Treasury Secretary Steven Mnuchin said yesterday that President Donald Trump “feels strongly” that the U.S. should impose a sales tax on purchases made over the Internet, Bloomberg News reported. Mnuchin, speaking at a hearing before the House Ways and Means Committee, said that he has spoken personally with Trump about the issue, and that the president “does feel strongly” that the tax should be applied. The prospect of an online sales tax has been a long-standing point of contention between Internet-based retailers and their brick-and-mortar rivals. Trump has previously gone after Internet giant Amazon.com Inc., saying that last year that it does “great damage to tax paying retailers.” Amazon began collecting sales taxes on purchases in all states that levy them earlier last year, despite an exemption that allows online retailers to avoid collecting them in places where they don’t have a physical presence. But Amazon still avoids charging shoppers sales taxes when they buy from one of its third-party vendors — sales that make up about half the company’s volume.

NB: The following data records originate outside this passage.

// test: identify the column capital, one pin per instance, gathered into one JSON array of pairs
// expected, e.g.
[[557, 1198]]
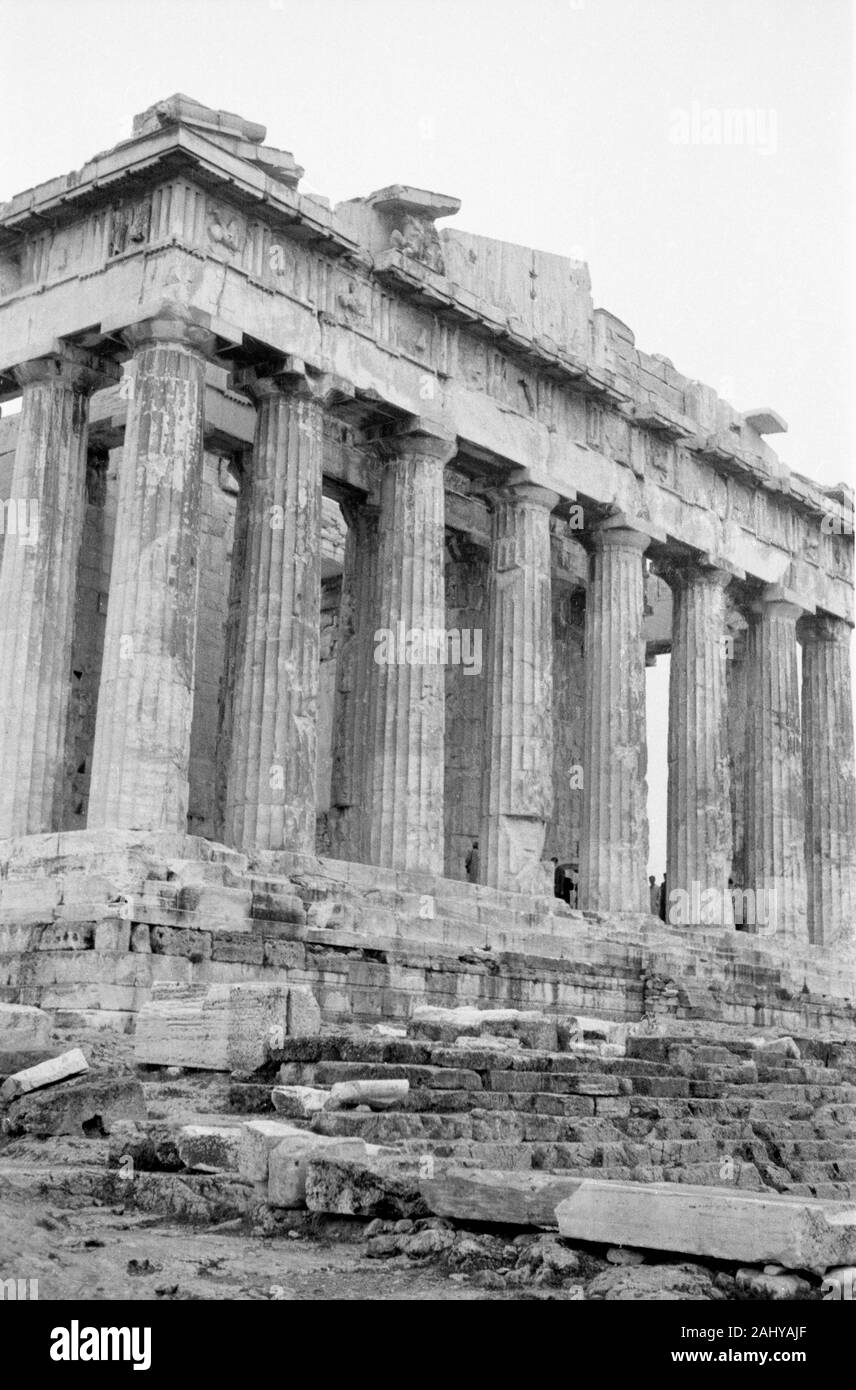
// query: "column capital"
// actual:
[[289, 377], [420, 439], [685, 570], [355, 510], [617, 535], [824, 627], [171, 328], [71, 367], [525, 492], [776, 601]]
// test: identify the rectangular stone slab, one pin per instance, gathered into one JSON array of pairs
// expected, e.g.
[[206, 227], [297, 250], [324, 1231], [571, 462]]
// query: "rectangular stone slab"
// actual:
[[45, 1073], [749, 1228], [498, 1196]]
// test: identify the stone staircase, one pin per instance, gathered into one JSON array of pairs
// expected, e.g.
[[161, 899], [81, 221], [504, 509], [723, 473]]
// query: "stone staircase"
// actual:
[[705, 1111]]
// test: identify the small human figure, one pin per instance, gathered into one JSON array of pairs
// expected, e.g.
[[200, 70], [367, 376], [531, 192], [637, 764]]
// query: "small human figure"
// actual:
[[571, 887], [471, 863], [653, 895], [737, 904]]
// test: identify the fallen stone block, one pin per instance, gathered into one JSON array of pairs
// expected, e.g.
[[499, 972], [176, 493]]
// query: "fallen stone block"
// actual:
[[210, 1148], [752, 1228], [496, 1196], [652, 1283], [771, 1286], [840, 1283], [79, 1107], [113, 934], [216, 908], [378, 1096], [299, 1102], [378, 1184], [24, 1061], [227, 1027], [303, 1012], [785, 1045], [150, 1148], [534, 1030], [24, 1027], [581, 1027], [288, 1164], [45, 1073], [257, 1139]]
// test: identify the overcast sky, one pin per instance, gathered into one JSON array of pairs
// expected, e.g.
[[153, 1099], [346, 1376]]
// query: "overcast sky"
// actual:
[[580, 127]]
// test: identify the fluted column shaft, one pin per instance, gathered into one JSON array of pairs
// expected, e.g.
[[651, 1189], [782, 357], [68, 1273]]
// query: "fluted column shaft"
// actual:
[[774, 824], [517, 780], [830, 783], [613, 851], [698, 799], [357, 624], [225, 708], [142, 738], [735, 680], [43, 526], [271, 784], [407, 676]]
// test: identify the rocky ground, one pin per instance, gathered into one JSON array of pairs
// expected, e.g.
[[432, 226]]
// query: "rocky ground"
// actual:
[[84, 1248], [74, 1219]]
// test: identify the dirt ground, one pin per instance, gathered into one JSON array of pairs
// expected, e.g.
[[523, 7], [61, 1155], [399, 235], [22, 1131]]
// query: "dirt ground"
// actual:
[[104, 1253]]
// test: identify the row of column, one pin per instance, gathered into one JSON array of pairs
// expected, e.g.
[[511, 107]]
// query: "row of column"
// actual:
[[388, 762]]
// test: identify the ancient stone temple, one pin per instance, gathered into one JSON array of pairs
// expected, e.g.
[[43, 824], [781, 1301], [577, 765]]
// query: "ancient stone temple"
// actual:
[[335, 546]]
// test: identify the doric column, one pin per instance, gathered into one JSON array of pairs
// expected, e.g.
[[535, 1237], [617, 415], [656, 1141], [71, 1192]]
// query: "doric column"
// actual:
[[827, 736], [271, 783], [43, 527], [774, 826], [698, 802], [357, 624], [225, 705], [735, 684], [517, 780], [407, 677], [613, 852], [142, 738]]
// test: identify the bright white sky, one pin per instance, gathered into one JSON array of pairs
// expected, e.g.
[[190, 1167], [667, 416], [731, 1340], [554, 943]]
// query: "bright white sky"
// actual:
[[550, 121]]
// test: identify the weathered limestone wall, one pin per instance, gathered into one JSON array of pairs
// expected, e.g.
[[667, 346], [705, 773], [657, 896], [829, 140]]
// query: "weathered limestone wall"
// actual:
[[359, 938]]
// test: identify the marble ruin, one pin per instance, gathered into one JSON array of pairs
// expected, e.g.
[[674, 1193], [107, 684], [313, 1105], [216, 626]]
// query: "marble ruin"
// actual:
[[335, 545]]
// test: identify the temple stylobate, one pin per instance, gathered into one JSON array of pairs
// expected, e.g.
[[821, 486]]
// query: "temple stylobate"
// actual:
[[331, 531]]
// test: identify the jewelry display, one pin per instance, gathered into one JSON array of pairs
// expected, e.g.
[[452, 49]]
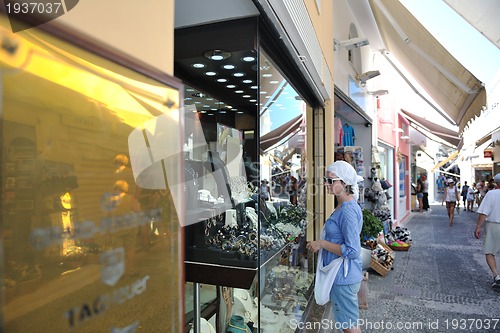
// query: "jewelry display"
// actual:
[[205, 327], [237, 325], [231, 220], [239, 188], [244, 306]]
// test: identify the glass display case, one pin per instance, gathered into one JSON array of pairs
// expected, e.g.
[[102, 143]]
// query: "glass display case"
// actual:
[[245, 186]]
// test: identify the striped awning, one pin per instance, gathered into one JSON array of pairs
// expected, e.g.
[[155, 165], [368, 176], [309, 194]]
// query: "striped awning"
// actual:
[[459, 93]]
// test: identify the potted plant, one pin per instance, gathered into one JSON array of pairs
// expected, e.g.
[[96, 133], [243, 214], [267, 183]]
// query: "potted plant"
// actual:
[[372, 226]]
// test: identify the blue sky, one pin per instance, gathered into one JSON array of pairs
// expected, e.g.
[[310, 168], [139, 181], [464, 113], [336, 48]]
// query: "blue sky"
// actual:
[[463, 41]]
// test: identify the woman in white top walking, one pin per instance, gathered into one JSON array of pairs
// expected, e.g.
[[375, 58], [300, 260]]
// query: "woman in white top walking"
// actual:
[[451, 198]]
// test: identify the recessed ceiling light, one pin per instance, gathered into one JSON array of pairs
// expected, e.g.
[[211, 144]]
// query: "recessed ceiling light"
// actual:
[[248, 59], [217, 55]]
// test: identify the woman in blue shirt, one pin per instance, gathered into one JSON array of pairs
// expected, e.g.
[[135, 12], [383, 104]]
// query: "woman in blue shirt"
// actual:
[[342, 230]]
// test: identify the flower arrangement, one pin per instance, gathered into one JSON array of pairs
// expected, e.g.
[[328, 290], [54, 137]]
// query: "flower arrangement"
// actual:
[[372, 226]]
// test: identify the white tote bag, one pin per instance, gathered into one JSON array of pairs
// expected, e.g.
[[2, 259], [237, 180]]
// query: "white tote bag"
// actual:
[[325, 275]]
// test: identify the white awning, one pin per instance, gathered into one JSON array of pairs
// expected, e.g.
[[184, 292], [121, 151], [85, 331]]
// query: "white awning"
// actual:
[[451, 85], [481, 15]]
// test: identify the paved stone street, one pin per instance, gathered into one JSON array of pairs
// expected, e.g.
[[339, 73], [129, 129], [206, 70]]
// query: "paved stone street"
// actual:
[[442, 284]]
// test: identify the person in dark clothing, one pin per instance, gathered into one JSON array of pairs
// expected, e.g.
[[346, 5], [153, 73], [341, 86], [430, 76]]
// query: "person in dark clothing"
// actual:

Jolted by the global investment craze over bitcoin and other cryptocurrencies, U.S. lawmakers are moving to consider new rules that could impose stricter federal oversight on the emerging asset class, Reuters reported. Bipartisan momentum is growing in the Senate and House of Representatives for action to address the risks posed by virtual currencies to investors and the financial system. “There’s no question about the fact that there is a need for a regulatory framework,” said Republican Sen. Mike Rounds (R-S.D.). Digital assets currently fall into a jurisdictional gray area between the Securities and Exchange Commission (SEC), the Commodity Futures Trading Commission (CFTC), the Treasury Department, the Federal Reserve and individual states. Much of the concern on Capitol Hill is focused on speculative trading and investing in cryptocurrencies, leading some lawmakers to push for digital assets to be regulated as securities and subject to the SEC’s investor protection rules.
Fannie Mae will request an infusion of taxpayer money for the first time since 2012 because of an unintended but anticipated side effect of the corporate tax cut signed into law in December, Bloomberg News reported. The mortgage-finance company, which reported fourth-quarter and full-year financial results yesterday, said that it will need to draw $3.7 billion from the U.S. Treasury in March to keep its net worth from going negative. The deficit was driven by a $6.5 billion loss in the fourth quarter, which came as a result of a drop in the value of assets Fannie can use to offset taxes. The assets became less valuable when Congress cut the corporate tax rate, resulting in a $9.9 billion hit.